Even without an Entity List designation, reputational damage could follow. Shareholders, U.S. customers and allies might question deeper ties to flagged Chinese firms. Apple has spent years marketing itself as a steward of privacy and security. Those claims become harder to maintain if critics paint the company as subsidizing Beijing’s chip ambitions.
Tim Cook’s outreach to the Trump team fits a broader pattern. He has attended events, offered symbolic gifts and stressed shared economic interests. Yet the memory file tests how much flexibility Washington will grant. One person briefed on the matter told Bloomberg that securing physical supply ranks above all else right now. Cost control comes second.
Industry watchers note the bind facing every large tech buyer. Data-center operators hoard HBM. Consumer DRAM falls by the wayside. New fabrication capacity takes years to build and bring online. In the interim, Apple and its peers hunt for any qualified source. Chinese firms have scaled output rapidly. CXMT prepares for what could become one of mainland China’s largest initial public offerings in years. YMTC holds roughly 13 percent of the global NAND market while CXMT claims about 8 percent of DRAM, per Counterpoint Research figures referenced across recent coverage.
Legal nuances complicate the picture. The 1260H list triggers investment restrictions for certain U.S. pension funds and creates a political scarlet letter. It does not, however, outlaw ordinary commerce. Apple can sign purchase orders today. The fear centers on future escalation. A sudden rule change would strand inventory plans and expose the company to contract penalties or lost market access in China itself.
Recent social media reaction on X shows divided sentiment. Some users call the strategy pragmatic cost management. Others label it a security compromise that rewards military-linked producers. AppleInsider’s own post summarizing the situation drew thousands of views within hours, reflecting broad interest. No official Apple statement has clarified the talks.
The episode underscores deeper fractures in global semiconductor supply. Decades of offshoring left Western governments uneasy about concentration in Asia. Massive AI investment now amplifies that vulnerability. Every major buyer faces the same math. Secure supply at acceptable cost grows scarce. Political red lines multiply.
Apple’s next steps remain unclear. Negotiations continue. Government response could arrive quietly or through public letters. Lawmakers have already signaled strong opposition. If approval comes with conditions, those restrictions might limit volumes or require extra audits. Rejection would keep pressure on prices and force further product cost adjustments or margin hits.
Either outcome reveals the tightrope. Apple must balance shareholder returns, customer satisfaction and compliance with U.S. policy.
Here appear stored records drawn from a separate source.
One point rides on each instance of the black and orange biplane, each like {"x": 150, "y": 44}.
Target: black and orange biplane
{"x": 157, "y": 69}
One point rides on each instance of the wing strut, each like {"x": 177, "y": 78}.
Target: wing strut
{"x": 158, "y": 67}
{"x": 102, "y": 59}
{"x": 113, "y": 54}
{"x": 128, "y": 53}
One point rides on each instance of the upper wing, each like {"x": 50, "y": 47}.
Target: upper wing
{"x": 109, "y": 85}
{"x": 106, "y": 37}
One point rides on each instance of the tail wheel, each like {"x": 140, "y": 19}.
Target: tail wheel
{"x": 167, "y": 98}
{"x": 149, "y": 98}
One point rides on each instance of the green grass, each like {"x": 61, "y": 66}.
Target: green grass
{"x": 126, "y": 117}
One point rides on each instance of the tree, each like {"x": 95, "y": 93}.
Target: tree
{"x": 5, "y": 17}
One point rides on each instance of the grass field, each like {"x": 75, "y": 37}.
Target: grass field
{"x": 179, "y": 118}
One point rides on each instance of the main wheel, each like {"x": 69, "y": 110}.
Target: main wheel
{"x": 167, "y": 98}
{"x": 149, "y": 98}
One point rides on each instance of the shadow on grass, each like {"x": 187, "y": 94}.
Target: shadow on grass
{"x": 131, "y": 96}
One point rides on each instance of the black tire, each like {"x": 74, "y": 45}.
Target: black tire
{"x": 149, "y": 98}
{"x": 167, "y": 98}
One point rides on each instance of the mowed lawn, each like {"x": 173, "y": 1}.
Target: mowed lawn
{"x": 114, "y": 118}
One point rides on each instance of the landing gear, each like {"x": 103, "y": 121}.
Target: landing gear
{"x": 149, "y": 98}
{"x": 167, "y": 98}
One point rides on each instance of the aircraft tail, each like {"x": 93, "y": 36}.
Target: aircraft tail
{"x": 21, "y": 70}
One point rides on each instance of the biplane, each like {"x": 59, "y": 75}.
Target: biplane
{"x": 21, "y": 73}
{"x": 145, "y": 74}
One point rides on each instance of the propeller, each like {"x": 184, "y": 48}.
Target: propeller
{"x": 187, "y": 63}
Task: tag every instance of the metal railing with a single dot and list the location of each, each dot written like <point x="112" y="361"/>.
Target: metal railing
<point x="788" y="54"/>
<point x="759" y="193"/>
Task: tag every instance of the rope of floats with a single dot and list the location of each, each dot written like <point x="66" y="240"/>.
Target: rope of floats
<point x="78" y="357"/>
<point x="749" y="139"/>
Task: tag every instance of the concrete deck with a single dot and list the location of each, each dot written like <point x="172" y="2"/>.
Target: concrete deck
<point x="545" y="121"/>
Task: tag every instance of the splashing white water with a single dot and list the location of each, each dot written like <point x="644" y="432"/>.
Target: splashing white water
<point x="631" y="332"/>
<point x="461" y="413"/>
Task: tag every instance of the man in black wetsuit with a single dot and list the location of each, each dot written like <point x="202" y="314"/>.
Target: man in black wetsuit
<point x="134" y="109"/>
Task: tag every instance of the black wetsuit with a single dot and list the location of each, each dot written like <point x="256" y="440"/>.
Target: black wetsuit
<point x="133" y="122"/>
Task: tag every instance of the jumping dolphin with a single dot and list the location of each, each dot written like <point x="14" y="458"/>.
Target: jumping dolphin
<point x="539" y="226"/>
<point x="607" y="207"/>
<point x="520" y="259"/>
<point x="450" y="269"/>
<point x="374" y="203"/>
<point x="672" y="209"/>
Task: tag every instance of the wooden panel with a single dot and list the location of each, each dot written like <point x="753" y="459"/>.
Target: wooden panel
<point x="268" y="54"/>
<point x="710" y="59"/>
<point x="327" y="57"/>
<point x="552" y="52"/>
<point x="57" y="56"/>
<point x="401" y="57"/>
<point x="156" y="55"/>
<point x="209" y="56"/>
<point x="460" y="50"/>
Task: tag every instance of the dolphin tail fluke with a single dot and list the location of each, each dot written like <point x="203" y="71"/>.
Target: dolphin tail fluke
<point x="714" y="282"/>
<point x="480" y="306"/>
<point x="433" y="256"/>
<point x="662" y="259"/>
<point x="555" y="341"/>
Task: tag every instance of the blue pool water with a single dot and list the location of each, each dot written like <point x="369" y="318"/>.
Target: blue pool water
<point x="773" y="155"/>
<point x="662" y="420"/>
The memory crunch will not vanish quickly. New fabs from Micron and others will take time. Chinese capacity offers immediate relief yet carries long-term strategic costs. For an icon of American innovation, the choice feels particularly stark.
Analysts expect the situation to test relations between Silicon Valley and Washington in the months ahead. Similar pressures face other device makers and PC manufacturers. How Apple handles this file may set precedents for the industry. The coming weeks will show whether cost containment or security concerns prevail.